ЕВГЕНИЯ МЕЛЬНИК (Мельник) - страница 112

Уже сутки, как мы с мамой ничего не держали во рту, наши желудки сводило судорогой. Мы, помимо своей воли, не могли оторвать глаз от жующих ртов наших соседей. Это была пытка, продолжавшаяся немало часов.

Наконец часа в три ночи мы прибыли в Симферополь. При слабом свете одной немецкой свечи-коптилки, зажженной нашими попутчиками, выгружались из вагона. Когда я влезла в вагон за последним узлом и нагнулась, чтобы взять его, то увидела на полу рядом с ним оброненный кем-то полукилограммовый кусок черного хлеба и головку вяленой кефали. Я собралась спросить, чей это хлеб, но в этот момент увидела жирные затылки мужчин, возившихся с шифоньером, и слова застряли в горле. Несколько мгновений я стояла, держа хлеб, а потом быстро повернулась и прыгнула из вагона в темноту. В первый раз в жизни я украла, и совесть не мучила меня. Я подошла к маме и шепотом рассказала о находке. И моя щепетильно честная мама ответила мне:

— Ну, и хорошо сделала, что не отдала. Они и так обожрались.
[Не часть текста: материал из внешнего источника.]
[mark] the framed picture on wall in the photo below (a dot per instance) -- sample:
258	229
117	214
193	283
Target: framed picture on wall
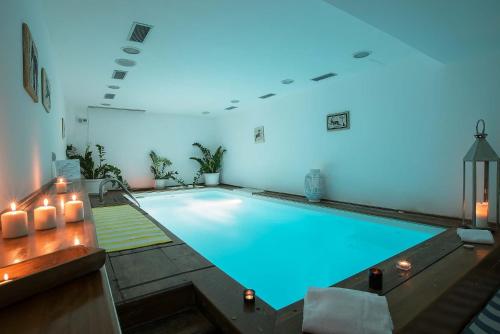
30	64
259	135
338	121
45	91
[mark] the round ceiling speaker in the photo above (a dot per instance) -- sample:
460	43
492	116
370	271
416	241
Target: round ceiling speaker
131	50
125	62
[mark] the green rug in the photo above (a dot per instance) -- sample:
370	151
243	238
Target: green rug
122	227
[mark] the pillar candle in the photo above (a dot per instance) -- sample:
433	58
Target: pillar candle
45	216
61	186
73	210
14	223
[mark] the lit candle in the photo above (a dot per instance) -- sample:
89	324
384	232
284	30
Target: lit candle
14	223
482	214
73	210
5	279
45	216
403	265
249	296
375	279
61	186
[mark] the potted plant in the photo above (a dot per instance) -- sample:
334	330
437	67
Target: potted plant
210	164
160	172
92	172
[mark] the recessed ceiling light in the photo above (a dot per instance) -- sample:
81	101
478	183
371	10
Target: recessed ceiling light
125	62
131	50
361	54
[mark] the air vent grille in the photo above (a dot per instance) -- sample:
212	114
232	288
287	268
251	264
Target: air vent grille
266	96
139	32
120	75
324	76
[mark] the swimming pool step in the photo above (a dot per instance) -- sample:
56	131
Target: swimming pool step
187	322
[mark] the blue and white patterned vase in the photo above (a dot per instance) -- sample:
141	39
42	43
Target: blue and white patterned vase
313	186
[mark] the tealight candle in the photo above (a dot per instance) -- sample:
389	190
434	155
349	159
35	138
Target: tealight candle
45	216
61	186
73	210
375	279
249	296
482	214
403	265
14	223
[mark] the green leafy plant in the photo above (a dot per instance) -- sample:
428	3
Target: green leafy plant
92	170
209	163
159	168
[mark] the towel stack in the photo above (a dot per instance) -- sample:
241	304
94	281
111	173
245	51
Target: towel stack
344	311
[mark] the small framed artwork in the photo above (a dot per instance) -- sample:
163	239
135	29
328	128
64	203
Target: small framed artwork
259	135
338	121
45	91
30	64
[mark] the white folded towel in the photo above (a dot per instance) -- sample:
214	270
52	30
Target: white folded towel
475	236
345	311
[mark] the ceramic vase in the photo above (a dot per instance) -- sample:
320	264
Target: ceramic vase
313	185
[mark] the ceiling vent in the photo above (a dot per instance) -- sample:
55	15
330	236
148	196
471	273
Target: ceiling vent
324	76
120	75
139	32
266	96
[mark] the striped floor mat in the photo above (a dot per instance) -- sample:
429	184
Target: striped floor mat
488	321
122	227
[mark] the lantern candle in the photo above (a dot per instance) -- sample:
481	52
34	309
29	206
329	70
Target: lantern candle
375	279
73	210
45	216
482	214
14	223
61	186
249	296
403	265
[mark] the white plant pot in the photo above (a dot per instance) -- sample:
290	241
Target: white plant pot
92	186
160	183
211	179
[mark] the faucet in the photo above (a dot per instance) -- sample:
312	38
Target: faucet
112	179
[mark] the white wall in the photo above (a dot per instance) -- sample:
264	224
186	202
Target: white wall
28	135
129	136
411	125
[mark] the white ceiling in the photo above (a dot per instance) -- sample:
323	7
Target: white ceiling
203	53
446	30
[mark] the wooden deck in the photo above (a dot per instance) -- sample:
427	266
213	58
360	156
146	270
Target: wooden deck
441	270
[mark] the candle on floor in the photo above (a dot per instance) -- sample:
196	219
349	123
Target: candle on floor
73	210
403	265
375	279
45	216
14	223
249	296
61	186
482	214
5	279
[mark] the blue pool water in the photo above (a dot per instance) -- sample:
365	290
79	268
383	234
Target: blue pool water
279	248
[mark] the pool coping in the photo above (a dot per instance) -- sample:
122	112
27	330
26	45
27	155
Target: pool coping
264	318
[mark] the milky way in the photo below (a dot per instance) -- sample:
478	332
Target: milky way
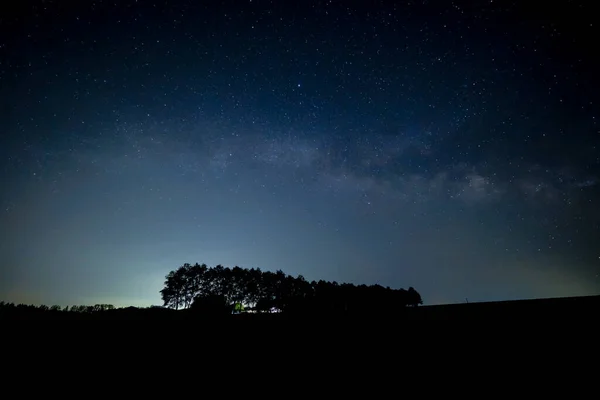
453	149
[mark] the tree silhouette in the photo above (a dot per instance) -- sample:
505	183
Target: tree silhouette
216	290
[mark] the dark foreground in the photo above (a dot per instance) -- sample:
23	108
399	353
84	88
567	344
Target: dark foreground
532	330
575	310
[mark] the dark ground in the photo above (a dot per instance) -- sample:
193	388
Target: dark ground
167	342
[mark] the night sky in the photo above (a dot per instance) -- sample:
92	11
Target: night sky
442	145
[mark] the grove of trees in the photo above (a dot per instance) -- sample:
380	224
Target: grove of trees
218	289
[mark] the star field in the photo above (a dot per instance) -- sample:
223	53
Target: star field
450	147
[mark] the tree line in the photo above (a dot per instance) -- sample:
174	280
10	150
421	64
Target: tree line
4	306
220	288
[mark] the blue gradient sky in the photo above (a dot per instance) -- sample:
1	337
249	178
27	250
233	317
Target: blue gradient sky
452	149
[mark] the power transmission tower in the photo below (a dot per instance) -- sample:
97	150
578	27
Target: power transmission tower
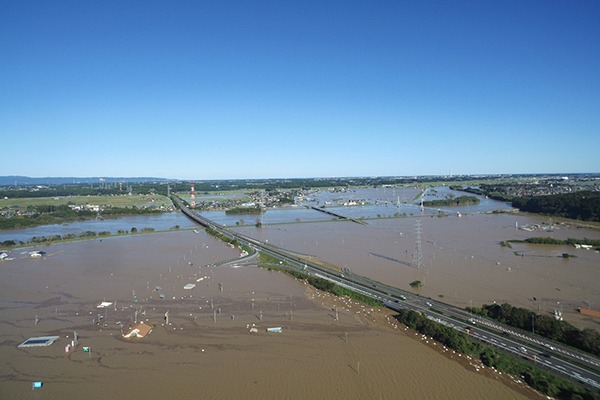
418	256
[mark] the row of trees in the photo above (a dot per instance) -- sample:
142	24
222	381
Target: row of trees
540	380
584	205
46	214
569	241
547	326
72	236
456	201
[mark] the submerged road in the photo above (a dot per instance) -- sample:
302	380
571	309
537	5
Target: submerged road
552	356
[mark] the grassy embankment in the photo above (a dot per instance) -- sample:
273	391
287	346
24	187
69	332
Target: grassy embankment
538	379
272	263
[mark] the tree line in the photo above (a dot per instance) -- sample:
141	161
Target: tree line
584	205
542	381
456	201
547	326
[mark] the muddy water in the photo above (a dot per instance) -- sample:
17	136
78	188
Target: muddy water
464	263
206	350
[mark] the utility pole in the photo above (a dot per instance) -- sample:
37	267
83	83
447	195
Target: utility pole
418	256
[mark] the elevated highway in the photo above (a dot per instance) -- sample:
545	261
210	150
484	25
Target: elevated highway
567	361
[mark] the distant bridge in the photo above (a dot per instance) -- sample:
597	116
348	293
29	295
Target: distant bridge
339	215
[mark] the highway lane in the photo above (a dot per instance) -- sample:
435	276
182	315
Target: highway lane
567	361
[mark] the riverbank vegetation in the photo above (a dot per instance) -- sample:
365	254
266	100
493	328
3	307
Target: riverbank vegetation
583	205
547	326
538	379
453	201
243	210
552	241
272	263
71	237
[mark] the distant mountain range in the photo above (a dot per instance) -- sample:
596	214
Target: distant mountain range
25	180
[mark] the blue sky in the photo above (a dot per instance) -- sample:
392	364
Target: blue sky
285	89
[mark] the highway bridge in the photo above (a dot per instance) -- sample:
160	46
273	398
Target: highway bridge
573	363
337	214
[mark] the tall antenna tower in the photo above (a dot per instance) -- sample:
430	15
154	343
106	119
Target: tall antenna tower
418	256
193	201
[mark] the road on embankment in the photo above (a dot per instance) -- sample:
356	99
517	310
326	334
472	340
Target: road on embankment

Мы разделили хлеб и кефалью головку пополам и с наслаждением ели. Едва успели доесть, как послышался брюзжащий голос Груши:

— Я потеряла свой черный хлеб. Наверно, выпал из корзинки и кто-то стащил. Вот люди, совести у них нет!

А люди, у которых «нет совести», не чувствуя никаких ее угрызений, пользуясь темнотой, спокойно смаковали последние крошки Грушиного хлеба.

Под маской колхозного пчеловода

Мы не хотели стеснять Дроздовских и устроились в сарае во дворе. Начало октября в Крыму — это еще почти лето, можно жить и в сарае.

На другой день мама начала свое стояние в очереди у комендатуры, чтобы получить разрешение на прописку. Я отправилась бродить по городу в поисках какой-нибудь работы. К вечеру все собрались у Дроздовских, и тут между нами произошел крупный разговор, который привел к полному разрыву. Началось с того, что я сцепилась с Василием Ивановичем.

— Эти подлецы дерутся еще, — сказал он, имея в виду нашу армию, — защищают большевистскую власть! Перевешать их всех!

— Как перевешать? — воскликнула я, пораженная. — Наш народ перевешать?

— Перевешать! — твердил свое Василий Иванович.

Злоба, ненависть звучали в словах Дроздовского, даже кровь бросилась ему в лицо. Тут я уже не могла сдержаться. Услышать такие слова о героическом русском народе, защищавшем свою Родину, о защитниках Севастополя! Спор принял ожесточенный характер, с одной стороны Василий Иванович, с другой — все мы, глаза сверкали от гнева. Сразу обнаружилась между нами глубокая пропасть: вчерашние друзья стали отъявленными врагами. Выяснилось, что Василий Иванович работает следователем криминальной полиции — вылавливает «большевиков и партизан». На этом разговор окончился. Мы пошли в свой сарай и услышали, как вслед за нами хлопнула и закрылась на задвижку дверь дома.